Please, check if the following passage is grammatically correct. Thanks!
And indeed, the process of radicalization was quite felt in the streets. At first, the public demanded that not only the president, but also his government would resign since it symbolized his tyranny. On the other hand, the military wanted the government to continue, but, under the pressure from the masses and out of a desire to please the public, the military replaced the government and dissolved the parliaments which had been elected at the time of the president. Later on, again under pressure from the masses, former regime officials were persecuted, taken to interrogations and then to the prison. Although one can understand the urge to get even with former regime officials for crimes involving corruption, no doubt that sacrificing those people was, primarily, meant to satisfy the angry masses. Comparison to ancient Rome is unavoidable, since such a move is reminiscent of hurling the victims into the arena to fight beasts or each other until death, with the Roman crowd cheering and shouting.

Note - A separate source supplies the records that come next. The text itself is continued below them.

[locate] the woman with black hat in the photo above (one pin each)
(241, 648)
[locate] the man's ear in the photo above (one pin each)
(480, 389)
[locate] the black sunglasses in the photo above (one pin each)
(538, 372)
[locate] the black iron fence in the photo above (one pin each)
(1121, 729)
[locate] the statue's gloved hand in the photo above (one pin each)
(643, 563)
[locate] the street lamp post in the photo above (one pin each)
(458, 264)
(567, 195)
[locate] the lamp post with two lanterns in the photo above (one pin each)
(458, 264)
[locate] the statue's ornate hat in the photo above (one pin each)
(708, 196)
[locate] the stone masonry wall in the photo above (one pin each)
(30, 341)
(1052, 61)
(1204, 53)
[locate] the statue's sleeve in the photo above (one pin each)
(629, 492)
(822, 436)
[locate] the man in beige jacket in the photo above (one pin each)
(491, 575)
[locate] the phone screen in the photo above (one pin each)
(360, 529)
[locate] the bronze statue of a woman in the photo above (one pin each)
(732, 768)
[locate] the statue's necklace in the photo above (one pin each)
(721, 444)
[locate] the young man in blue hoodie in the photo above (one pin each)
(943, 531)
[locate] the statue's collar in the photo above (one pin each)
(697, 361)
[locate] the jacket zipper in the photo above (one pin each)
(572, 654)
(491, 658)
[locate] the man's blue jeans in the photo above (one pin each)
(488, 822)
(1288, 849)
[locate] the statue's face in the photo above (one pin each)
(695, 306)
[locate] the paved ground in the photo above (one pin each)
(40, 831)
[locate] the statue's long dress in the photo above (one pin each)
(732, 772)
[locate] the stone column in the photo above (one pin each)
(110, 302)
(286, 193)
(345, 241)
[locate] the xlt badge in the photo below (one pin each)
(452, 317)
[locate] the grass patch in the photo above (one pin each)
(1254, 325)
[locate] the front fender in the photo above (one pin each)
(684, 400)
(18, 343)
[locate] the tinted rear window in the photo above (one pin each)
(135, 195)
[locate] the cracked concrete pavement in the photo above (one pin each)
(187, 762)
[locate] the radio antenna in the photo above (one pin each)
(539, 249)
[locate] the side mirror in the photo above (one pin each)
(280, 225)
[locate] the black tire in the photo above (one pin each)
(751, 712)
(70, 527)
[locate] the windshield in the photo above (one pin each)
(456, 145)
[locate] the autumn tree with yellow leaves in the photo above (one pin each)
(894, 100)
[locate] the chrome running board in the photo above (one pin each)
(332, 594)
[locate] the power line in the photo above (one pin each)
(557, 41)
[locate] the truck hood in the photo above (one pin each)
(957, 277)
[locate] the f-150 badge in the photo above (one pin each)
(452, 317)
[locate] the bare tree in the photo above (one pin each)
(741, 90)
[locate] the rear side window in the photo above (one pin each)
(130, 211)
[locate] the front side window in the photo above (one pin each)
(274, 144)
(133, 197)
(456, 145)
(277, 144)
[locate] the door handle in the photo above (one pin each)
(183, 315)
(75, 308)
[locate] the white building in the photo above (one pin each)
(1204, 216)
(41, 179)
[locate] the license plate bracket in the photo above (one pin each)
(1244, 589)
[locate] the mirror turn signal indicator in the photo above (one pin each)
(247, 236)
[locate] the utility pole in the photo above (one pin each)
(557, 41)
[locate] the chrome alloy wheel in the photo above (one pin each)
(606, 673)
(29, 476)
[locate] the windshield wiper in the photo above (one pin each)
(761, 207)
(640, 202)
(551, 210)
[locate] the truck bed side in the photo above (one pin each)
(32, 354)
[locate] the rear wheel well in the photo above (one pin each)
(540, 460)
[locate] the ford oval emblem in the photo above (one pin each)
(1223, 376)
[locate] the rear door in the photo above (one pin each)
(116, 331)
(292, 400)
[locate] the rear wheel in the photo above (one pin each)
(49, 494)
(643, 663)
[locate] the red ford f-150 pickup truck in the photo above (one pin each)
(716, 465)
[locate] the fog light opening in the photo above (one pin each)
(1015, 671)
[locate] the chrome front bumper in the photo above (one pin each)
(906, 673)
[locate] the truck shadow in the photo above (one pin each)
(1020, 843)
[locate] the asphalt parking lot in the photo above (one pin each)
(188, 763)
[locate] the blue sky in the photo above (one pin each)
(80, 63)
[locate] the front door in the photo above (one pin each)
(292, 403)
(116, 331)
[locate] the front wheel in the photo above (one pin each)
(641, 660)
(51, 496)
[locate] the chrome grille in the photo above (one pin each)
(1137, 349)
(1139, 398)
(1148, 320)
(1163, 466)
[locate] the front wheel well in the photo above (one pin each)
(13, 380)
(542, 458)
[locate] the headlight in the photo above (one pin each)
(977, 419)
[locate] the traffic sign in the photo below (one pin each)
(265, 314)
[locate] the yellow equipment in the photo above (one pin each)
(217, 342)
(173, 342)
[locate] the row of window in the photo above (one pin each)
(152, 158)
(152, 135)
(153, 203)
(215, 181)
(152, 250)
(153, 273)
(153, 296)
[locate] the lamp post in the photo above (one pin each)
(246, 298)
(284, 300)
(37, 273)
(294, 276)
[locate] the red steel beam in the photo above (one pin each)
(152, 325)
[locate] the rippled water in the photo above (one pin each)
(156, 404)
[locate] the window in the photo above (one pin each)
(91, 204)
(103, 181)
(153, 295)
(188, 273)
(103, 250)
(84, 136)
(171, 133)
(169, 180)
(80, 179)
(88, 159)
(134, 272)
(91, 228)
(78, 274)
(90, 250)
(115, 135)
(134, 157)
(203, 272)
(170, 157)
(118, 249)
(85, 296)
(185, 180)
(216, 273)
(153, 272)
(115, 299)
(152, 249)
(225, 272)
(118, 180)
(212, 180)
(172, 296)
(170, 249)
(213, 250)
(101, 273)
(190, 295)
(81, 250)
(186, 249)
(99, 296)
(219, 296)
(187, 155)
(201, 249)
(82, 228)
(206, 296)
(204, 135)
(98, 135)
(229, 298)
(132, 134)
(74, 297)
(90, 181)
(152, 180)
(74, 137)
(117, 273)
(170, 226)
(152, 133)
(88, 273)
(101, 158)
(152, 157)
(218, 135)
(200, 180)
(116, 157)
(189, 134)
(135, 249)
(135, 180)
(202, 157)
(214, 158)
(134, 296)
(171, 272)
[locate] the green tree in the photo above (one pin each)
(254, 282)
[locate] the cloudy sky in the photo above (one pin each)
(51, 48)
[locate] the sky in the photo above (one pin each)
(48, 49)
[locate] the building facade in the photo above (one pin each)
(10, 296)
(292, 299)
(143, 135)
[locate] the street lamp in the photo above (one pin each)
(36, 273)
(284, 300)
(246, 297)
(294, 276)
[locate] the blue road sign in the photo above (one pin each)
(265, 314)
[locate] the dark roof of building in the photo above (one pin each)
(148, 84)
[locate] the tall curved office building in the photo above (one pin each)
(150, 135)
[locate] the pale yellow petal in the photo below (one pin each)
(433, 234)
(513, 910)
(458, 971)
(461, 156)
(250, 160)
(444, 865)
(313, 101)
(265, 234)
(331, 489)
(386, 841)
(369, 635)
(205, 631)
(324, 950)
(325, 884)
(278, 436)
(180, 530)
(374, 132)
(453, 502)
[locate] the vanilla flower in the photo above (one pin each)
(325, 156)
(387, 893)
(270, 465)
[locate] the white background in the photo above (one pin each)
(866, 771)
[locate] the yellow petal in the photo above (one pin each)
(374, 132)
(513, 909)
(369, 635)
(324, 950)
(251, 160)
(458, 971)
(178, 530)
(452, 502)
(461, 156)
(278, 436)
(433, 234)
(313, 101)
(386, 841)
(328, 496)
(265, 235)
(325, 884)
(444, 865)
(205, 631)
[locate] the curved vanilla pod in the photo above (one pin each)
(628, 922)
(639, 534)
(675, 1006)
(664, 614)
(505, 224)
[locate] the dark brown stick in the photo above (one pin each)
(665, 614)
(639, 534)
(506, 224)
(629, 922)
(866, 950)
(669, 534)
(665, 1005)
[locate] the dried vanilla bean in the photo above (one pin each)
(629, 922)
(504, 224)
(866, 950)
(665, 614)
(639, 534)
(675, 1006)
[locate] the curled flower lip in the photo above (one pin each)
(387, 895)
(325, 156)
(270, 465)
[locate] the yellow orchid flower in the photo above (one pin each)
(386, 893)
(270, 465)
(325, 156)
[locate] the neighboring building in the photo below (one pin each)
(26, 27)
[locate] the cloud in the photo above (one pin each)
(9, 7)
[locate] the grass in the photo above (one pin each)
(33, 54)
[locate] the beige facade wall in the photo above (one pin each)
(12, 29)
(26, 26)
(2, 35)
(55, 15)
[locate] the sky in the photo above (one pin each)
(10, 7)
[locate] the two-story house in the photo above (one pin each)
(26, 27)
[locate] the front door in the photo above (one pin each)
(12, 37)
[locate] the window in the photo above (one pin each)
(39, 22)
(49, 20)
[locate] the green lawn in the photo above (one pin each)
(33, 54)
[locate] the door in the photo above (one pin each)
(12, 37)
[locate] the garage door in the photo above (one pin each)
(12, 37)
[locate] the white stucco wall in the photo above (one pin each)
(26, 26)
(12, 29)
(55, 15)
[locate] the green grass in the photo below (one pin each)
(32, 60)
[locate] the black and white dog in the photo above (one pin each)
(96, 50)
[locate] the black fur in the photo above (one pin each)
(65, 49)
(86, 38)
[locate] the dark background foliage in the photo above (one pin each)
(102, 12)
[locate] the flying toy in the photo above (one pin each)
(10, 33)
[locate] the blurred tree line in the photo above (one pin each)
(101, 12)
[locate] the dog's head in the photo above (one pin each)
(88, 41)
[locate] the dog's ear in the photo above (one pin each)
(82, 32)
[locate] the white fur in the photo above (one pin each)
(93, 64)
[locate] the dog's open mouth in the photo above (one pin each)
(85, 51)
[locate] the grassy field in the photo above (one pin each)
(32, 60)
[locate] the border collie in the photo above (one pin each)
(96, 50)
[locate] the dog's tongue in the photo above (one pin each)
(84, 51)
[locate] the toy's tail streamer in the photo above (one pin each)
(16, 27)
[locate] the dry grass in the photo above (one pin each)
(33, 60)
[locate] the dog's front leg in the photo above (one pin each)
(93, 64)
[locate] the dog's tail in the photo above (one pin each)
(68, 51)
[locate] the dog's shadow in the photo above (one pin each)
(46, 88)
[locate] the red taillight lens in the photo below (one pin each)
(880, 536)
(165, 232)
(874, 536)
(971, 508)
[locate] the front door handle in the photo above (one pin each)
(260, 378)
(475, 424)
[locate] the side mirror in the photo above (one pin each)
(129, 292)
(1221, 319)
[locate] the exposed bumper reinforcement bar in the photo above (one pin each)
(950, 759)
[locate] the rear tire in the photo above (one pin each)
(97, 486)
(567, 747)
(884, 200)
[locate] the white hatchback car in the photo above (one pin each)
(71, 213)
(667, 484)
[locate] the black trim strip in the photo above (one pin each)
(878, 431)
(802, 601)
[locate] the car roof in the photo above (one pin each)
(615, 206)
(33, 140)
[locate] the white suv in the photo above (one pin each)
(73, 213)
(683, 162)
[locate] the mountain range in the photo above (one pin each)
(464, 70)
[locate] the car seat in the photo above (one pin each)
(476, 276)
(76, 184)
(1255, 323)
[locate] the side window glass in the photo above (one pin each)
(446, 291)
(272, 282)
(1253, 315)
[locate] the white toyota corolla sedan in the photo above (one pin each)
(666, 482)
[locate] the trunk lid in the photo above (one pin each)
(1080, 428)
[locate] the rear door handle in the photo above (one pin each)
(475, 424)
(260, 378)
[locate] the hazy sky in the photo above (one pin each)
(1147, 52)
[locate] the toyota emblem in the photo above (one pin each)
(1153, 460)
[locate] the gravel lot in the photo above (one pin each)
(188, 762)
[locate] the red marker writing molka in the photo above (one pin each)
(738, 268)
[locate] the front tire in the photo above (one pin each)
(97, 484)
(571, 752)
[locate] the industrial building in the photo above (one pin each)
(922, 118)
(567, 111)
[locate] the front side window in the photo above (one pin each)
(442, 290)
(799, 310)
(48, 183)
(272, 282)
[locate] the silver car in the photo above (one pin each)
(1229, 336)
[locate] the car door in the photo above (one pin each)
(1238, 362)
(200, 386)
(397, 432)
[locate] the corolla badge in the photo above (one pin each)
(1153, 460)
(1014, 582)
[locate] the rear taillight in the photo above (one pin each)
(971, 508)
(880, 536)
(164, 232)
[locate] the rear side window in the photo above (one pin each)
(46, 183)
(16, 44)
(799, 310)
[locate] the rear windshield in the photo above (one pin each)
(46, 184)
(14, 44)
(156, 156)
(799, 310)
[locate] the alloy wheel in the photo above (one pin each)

I partially support Gillnetter's post.
When I mark students' work I am careful not to write "sentence too long", as I did in my first year as a TA. What student will get out of such comment is the message that they need to write short sentences.
Long sentences are fine if the writer can control them -- through correct word choices and through elegant structure. But, before a student can do this, as it takes a lot of practice, they should practice with shorter sentences. As their writing becomes more assured, they can even attempt sentences of Dickensian proportions.
All of this is to say that to be effective, sentence length should alternate between short and long. If a student handed in an essay with a bunch of 0.5-1 line sentences, I'd assume they're an EFL student, deduct marks, and tell them to consult a writing center for help.